There is much concern within the election mail community, however, that many states will experience significant increases in absentee ballot voting without being sufficiently prepared to handle it. Increasing election mail service contracts requires funding, then not only do those contracts need to be filled by qualified mailing partners (who may or may not have the additional capacity), and those mailing partners need to obtain additional equipment (which may or may not be available in time)… there is also the return ballot piece of the processing that the election officials need to be prepared for. Many may have used hand counting/processing of absentee ballots in the past – which may have worked for small volume of return ballots – but won’t be a viable option if the number of absentee ballots coming back significantly increases (as predicted in many areas). They may need to purchase equipment to perform the return ballot processing — and will that equipment be available if they wait too long to anticipate that need?

So if 2020 is going to be a banner year in terms of election mail volume, suppose your company could bid on an election mail contract, get the necessary equipment/processes in place, and prepare to offer the service. Should you? The advice from those who offer election mail services today (and many that tried it for the first time lacking sufficient education and processes in place) would be: proceed with extraordinary caution. Providing election mail services is not for the faint of heart. There is a great deal of risk and liability involved, not to mention the likelihood that the bad press if things go wrong could put you out of business! And with all the politically heated debate this year around whether Vote by Mail is secure, there undoubtedly will be a bright light shone on any errors with ballots.

The USPS is working hard to prevent some issues with election and political mail that could occur. In late May, the USPS sent a letter to all local and state election officials and state party officials around the country with guidance on a successful vote by mail effort. The USPS stressed that its delivery standards need to be considered when informing voters how to vote by mail to ensure ballots have sufficient time to be processed and delivered prior to the election date. The USPS also stresses that proper labeling of containers with political or election mail is key, as is mail piece design and tracking of ballots. The USPS also provides a lot of publications, guides, and materials to support vote by mail (you can get more information at http://www.about.usps.com/election-mail/election-mail-resources.htm and the USPS’ https://www.deliverthewin.com/ website, which provides research and support of political and election mail). USPS also has teams dedicated to working with election officials and others on political and election mail.

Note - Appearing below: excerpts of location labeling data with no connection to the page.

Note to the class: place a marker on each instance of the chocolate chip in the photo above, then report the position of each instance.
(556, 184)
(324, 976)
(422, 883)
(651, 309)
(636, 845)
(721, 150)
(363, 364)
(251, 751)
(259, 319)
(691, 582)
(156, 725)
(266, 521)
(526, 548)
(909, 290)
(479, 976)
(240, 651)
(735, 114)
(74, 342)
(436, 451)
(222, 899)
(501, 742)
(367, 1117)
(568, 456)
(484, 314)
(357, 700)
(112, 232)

Of course, those MSPs that have experience successfully handling election mail also have great resources and can help guide election officials on issues such as ballot design, envelopes, delivery timeframes, data/tracking, IMb usage, and much more! 2020 promises to be an interesting election mail year, for sure, but smart MSPs are looking at election mail opportunities in the long term (which supports the necessary investment), as well as focusing on political mail for 2020 and beyond as a huge opportunity to rebuild some much-needed mail volume.

Kathleen J. Siviter is Asst. Executive Director of the National Association of Presort Mailers (NAPM) as well President of Postal Consulting Services Inc. (PCSi), and she has over 30 years’ experience in the postal industry. She has worked for the U.S. Postal Service, Association for Postal Commerce (PostCom), PostalVision and others, as well as providing consulting services to a diverse set of clients with interest in the postal industry.